He’s walked to New York.
Charlie Wilkins has also rowed across the Atlantic, run away with the circus and dug a grave or two in his 40-year career as a writer. More than 20 of those years, the main years as he calls them, were spent in Thunder Bay. Wilkins first came to the city in 1991 to be a writer in residence for the library. What was supposed to be a six-month stint turned out a family, 21 years and more than three million published words.
Speaking at a brunch during his weekend Northwestern Ontario Writers Workshop at the Valhalla Inn, Wilkins said when he got to Thunder Bay it opened his imagination.
“A kind of frontier sense up here that I didn’t have in Southern Ontario where there were certain expectations,” he said. “I got up here and there were no expectations, I could do anything I wanted and it just freed me mentally and imaginatively to tell the stories I felt I had in me to tell.”
His career has brought many great things for him, including praise by the Globe and Mail to the New York Times. Still, Wilkins workshop was called Mammas, Don’t Let Your Babies Grow Up to be Writers. Along with being a great title, borrowed from the Ed Bruce song about cowboys, Wilkins said there are hard times being a writer.

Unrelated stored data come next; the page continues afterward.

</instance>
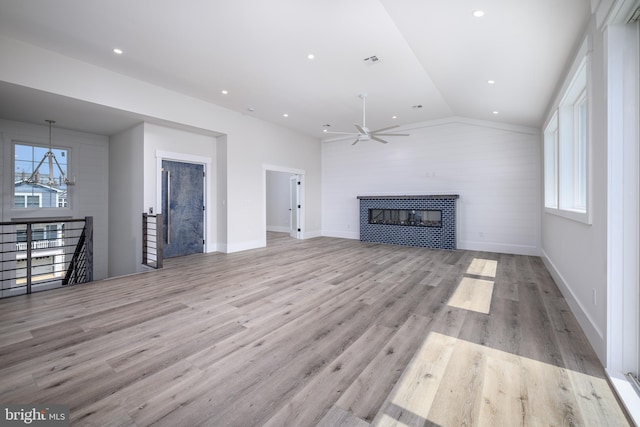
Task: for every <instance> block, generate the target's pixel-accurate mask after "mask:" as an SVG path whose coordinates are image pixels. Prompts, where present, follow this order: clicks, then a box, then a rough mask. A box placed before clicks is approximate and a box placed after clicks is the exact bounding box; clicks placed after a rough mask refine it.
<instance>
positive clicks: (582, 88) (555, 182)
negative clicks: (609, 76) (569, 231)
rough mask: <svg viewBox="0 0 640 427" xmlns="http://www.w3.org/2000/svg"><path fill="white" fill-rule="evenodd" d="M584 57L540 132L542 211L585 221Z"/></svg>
mask: <svg viewBox="0 0 640 427" xmlns="http://www.w3.org/2000/svg"><path fill="white" fill-rule="evenodd" d="M588 99H589V97H588V92H587V59H586V57H585V58H583V60H582V61H581V62H580V63H579V65H578V67H577V69H576V71H575V72H574V74H573V76H572V79H571V80H570V82H569V85H568V86H567V88H566V90H565V92H564V93H563V96H562V98H561V100H560V103H559V105H558V108H557V110H556V111H555V112H554V114H553V116H552V117H551V119H550V120H549V123H548V124H547V127H546V128H545V131H544V206H545V211H546V212H550V213H555V214H558V215H561V216H565V217H568V218H572V219H576V220H579V221H582V222H586V223H589V216H588V214H589V212H588V177H589V170H588V152H589V103H588Z"/></svg>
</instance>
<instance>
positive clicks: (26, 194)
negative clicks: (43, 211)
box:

“The challenges of book-writing are one thing but behind them all the domestic challenges of raising a family and so forth in this very uncertain life,” he said. “It’s gotten better and easier.”
Wilkins said he was grateful so many people turned out to the sold-out event to hear his stories.
“It’s a huge honour that people would be interested to come and here me speak about my years in Thunder Bay.”